MAT ’98, nonprofit consultant
MAT ’98, nonprofit consultant

 

You followed a nontraditional career path after getting your teaching degree; now you work with nonprofits. What’s the thread that connects these two things?

It’s listening to people where they are and helping them get to where they want to be. With Write Around Portland, a nonprofit I co-founded 10 years ago, writing workshops are about building community through mutual respect and human connection. The medium of exchange there is stories. With the Returning Veterans Project, which is an organization I ran for about a year, the mission is about connecting people—veterans and their families who are affected by the trauma of war—with help, so they can express themselves again as human beings.
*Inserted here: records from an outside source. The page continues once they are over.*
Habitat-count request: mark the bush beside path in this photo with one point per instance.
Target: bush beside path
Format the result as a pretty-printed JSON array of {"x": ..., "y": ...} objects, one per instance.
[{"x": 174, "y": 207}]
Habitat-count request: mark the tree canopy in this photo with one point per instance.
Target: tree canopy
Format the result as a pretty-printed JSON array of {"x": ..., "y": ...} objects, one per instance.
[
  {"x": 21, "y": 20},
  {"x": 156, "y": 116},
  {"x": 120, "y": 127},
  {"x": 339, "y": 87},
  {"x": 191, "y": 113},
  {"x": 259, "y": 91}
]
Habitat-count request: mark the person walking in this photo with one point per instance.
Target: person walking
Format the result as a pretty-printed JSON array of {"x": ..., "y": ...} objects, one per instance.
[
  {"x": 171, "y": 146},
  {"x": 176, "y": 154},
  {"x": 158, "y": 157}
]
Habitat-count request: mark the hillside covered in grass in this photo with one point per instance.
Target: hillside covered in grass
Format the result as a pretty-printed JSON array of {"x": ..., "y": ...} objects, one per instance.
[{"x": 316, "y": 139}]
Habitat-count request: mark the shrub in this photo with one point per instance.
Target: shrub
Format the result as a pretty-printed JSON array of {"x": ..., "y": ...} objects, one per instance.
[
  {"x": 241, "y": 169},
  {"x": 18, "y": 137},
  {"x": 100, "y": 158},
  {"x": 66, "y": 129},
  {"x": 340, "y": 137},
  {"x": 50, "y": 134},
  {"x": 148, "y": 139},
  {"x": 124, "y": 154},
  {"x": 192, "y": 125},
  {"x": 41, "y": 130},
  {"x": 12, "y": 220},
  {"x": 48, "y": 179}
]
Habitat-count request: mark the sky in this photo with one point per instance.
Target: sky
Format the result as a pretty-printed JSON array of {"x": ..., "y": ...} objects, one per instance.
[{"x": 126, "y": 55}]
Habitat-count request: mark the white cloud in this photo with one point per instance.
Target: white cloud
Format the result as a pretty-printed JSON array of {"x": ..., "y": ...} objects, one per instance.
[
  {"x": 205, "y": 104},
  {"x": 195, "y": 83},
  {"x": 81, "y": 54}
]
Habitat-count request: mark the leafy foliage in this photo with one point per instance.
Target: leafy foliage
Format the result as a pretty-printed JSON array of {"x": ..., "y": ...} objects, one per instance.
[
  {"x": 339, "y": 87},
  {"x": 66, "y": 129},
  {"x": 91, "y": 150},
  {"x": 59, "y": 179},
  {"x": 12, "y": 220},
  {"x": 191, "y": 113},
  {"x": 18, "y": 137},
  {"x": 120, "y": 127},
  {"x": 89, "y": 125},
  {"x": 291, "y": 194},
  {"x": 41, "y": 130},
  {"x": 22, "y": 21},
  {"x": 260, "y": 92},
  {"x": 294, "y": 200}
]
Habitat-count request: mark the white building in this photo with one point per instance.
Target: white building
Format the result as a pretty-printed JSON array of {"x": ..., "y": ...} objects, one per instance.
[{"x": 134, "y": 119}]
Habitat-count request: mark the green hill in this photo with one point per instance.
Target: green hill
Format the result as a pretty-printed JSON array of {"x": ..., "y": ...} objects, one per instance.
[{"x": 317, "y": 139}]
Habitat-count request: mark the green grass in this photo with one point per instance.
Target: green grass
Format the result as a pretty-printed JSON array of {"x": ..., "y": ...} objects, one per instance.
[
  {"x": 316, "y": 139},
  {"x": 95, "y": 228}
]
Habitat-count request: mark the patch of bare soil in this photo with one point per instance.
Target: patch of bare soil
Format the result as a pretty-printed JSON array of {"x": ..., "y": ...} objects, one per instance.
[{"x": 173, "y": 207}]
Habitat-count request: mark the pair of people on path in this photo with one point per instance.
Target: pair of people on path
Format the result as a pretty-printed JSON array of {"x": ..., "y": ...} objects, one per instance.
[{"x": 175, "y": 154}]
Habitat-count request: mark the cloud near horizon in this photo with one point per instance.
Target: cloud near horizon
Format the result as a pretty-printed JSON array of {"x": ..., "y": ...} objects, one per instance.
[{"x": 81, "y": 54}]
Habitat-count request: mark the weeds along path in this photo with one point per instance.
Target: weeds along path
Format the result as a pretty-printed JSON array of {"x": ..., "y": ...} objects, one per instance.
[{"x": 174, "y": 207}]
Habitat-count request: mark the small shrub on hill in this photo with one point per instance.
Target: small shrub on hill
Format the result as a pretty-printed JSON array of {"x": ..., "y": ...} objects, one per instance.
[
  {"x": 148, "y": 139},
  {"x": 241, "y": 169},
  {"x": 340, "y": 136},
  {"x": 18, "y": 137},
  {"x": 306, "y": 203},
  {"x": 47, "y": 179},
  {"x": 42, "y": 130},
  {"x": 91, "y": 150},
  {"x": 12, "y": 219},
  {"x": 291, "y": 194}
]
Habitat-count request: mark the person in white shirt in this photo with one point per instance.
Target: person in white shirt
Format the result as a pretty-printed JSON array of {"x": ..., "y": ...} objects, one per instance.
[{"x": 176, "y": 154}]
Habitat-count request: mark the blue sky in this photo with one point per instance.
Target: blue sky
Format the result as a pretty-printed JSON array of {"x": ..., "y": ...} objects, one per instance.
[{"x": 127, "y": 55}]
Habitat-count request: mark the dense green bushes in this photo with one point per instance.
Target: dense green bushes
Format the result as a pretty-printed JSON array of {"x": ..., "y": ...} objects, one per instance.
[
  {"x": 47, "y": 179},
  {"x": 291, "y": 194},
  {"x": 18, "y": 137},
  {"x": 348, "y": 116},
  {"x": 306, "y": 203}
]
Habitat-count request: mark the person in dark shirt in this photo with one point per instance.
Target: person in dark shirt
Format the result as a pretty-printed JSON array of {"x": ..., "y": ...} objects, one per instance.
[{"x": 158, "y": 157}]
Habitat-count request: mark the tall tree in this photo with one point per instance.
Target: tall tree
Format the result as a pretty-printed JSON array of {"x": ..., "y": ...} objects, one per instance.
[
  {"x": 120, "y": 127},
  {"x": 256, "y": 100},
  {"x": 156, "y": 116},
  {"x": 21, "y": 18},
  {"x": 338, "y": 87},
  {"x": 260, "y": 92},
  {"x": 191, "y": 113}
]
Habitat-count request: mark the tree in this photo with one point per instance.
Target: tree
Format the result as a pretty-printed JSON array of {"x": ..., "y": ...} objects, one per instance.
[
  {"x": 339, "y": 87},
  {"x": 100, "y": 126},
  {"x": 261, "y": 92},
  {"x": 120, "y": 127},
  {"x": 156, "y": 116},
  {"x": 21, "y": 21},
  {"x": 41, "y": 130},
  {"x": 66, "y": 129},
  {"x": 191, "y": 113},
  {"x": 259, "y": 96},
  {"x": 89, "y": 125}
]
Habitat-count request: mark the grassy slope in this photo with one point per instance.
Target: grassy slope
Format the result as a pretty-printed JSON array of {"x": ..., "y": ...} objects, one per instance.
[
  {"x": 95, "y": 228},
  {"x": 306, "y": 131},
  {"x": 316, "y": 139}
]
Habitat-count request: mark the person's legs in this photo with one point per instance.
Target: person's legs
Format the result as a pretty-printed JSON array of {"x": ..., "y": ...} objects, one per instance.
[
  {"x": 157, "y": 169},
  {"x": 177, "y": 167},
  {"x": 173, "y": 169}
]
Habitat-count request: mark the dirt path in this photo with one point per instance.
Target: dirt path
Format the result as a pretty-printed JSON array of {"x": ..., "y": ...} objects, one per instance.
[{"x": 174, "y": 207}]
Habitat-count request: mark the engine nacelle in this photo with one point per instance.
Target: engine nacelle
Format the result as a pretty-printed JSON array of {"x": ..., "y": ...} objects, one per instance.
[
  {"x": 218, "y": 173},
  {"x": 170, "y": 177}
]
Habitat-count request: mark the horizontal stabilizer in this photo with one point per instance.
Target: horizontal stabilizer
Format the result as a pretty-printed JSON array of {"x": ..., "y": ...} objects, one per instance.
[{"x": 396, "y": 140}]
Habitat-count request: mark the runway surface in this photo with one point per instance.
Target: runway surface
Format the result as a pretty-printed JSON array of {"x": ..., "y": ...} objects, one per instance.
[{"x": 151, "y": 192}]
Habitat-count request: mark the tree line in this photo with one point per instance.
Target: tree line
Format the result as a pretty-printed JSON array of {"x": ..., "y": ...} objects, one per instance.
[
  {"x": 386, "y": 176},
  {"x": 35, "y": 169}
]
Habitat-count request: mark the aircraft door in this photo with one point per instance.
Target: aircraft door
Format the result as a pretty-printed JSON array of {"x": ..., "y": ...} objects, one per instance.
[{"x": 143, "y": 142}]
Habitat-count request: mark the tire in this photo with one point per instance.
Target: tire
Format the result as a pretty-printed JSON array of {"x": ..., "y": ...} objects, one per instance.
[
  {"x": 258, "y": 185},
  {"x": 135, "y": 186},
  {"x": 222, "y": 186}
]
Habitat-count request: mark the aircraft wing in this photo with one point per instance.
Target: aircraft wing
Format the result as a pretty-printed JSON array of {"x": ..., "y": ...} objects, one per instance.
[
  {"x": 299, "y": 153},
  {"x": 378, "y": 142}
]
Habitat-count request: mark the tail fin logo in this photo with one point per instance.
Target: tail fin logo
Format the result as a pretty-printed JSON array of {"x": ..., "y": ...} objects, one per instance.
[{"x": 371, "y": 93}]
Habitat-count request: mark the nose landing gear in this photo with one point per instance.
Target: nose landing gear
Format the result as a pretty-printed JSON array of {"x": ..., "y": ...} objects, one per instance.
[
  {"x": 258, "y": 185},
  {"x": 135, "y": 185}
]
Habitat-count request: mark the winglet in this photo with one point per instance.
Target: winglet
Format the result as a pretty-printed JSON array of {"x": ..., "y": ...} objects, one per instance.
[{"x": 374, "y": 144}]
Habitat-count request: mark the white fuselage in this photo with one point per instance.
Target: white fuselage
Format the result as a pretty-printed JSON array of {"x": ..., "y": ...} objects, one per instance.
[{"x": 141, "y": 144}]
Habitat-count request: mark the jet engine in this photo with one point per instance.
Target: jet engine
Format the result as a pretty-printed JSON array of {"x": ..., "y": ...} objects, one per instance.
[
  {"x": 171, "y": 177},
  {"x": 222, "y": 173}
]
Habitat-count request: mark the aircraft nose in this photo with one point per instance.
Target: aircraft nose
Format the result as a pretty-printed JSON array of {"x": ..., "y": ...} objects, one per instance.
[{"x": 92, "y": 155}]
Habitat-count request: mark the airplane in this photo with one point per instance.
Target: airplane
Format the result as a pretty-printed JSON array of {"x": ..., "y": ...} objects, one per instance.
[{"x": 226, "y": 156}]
With all the nonprofit consulting that I’ve done, it’s pretty much the same.

What has stuck with you most from your experience at Lewis & Clark?

The most important part of my Lewis & Clark education was my student teaching experience and the freedom and support I was given. I was given the chance to experiment quite a bit, to try different ways of connecting with different people to reach different goals. Any time I had a question, there were very knowledgeable people who could answer it—but it was never a pedantic answer, it was never overly directive. It was aimed to help me figure out my own way of solving that problem. Just in that student teaching experience I got an in-depth and hands-on experience of creative inquiry. I found that very powerful.